As the global economy cools down, China has lost tens of billions in loan repayments and seen infrastructure projects fall through, the WSJ reported.
Chinese President Xi Jinping told senior officials in November the project had grown “increasingly complex” and required a more cautious approach to investment and vetting of potential projects.
China’s Foreign Ministry told the WSJ “we will work with the international community to promote high-quality development of Belt and Road cooperation.”
One way China has already changed its BRI policy is by opening up to international institutions, such as the Paris Club of major sovereign creditors like the U.S., to help resolve debt crises, the WSJ reported.
Chinese banks will have to take losses, the WSJ reported, amid an ongoing banking crisis.
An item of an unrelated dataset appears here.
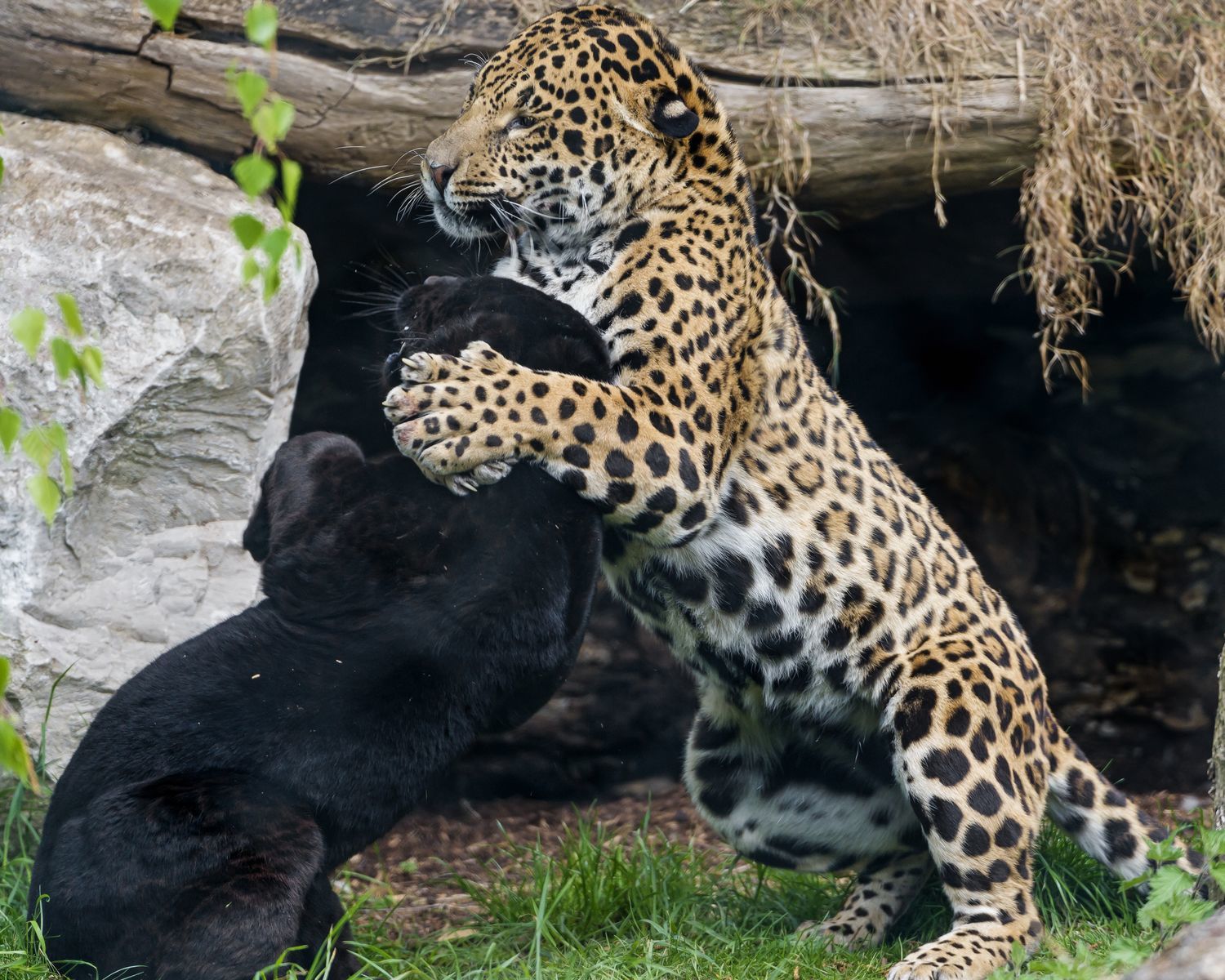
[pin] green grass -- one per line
(644, 908)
Xi’s immovable stance on “Zero Covid” has also stifled post-pandemic recovery, with the country seeing growth far below its target of 5.5% for 2022.
BRI investments fell by roughly half after the onset of the COVID-19 pandemic and have remained steady since, according to the Green Belt and Road Initiative Center.
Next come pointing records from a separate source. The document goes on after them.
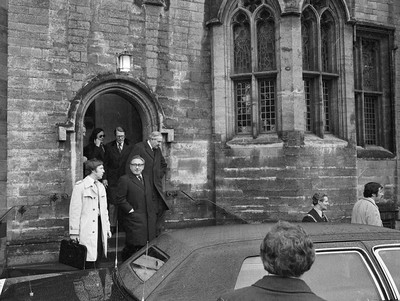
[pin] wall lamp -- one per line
(124, 61)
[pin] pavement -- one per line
(57, 281)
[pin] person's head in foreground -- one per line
(287, 250)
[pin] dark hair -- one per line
(137, 157)
(92, 164)
(287, 250)
(155, 135)
(119, 129)
(94, 134)
(318, 197)
(371, 188)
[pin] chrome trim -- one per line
(374, 276)
(375, 251)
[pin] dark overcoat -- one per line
(140, 226)
(114, 161)
(155, 167)
(92, 151)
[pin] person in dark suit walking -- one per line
(155, 169)
(317, 214)
(116, 156)
(138, 211)
(95, 148)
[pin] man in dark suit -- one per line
(116, 156)
(317, 214)
(155, 169)
(138, 211)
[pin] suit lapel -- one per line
(149, 151)
(136, 181)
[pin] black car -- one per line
(353, 262)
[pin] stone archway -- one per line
(127, 88)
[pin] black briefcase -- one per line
(72, 253)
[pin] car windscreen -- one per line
(335, 275)
(389, 259)
(148, 263)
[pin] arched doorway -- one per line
(109, 110)
(108, 101)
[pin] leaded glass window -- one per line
(254, 68)
(266, 42)
(319, 45)
(242, 44)
(372, 83)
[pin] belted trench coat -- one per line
(88, 201)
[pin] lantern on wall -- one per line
(124, 62)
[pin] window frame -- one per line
(317, 125)
(255, 75)
(383, 93)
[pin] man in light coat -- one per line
(88, 214)
(365, 210)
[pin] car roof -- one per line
(194, 238)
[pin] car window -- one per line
(335, 275)
(343, 275)
(148, 263)
(252, 270)
(389, 259)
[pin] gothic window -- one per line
(254, 69)
(372, 88)
(320, 75)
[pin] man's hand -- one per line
(74, 237)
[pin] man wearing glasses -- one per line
(116, 156)
(155, 169)
(138, 211)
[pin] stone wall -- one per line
(3, 126)
(261, 183)
(55, 49)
Wang Xiaolong, director-general of the Chinese Foreign Ministry’s economics division, said economic strains following COVID-19 had negatively influenced 50% to 60% of BRI projects, Hindustan Times reported in 2021.
The BRI has received widespread criticism for its allegedly exploitative practices since launching in 2013. Chinese state-operated companies typically own the infrastructure projects in developing countries, importing Chinese labor while saddling host countries with predatory debt.
Western observers call the phenomenon “debt-trap diplomacy,” spurring an attempt from the West to provide alternatives to BRI.
At G20 trade/investment/industry ministerial, UNIDO’s Müller calls on G7 & G20 to meet 0.7% development aid target. “Global trade must be fair & sustainable. We must implement global minimum social & environmental standards.” pic.twitter.com/oisRnNiUFm
— UNIDO (@UNIDO) September 22, 2022
The Chinese Foreign Ministry did not immediately respond to the Daily Caller News Foundation’s request for comment.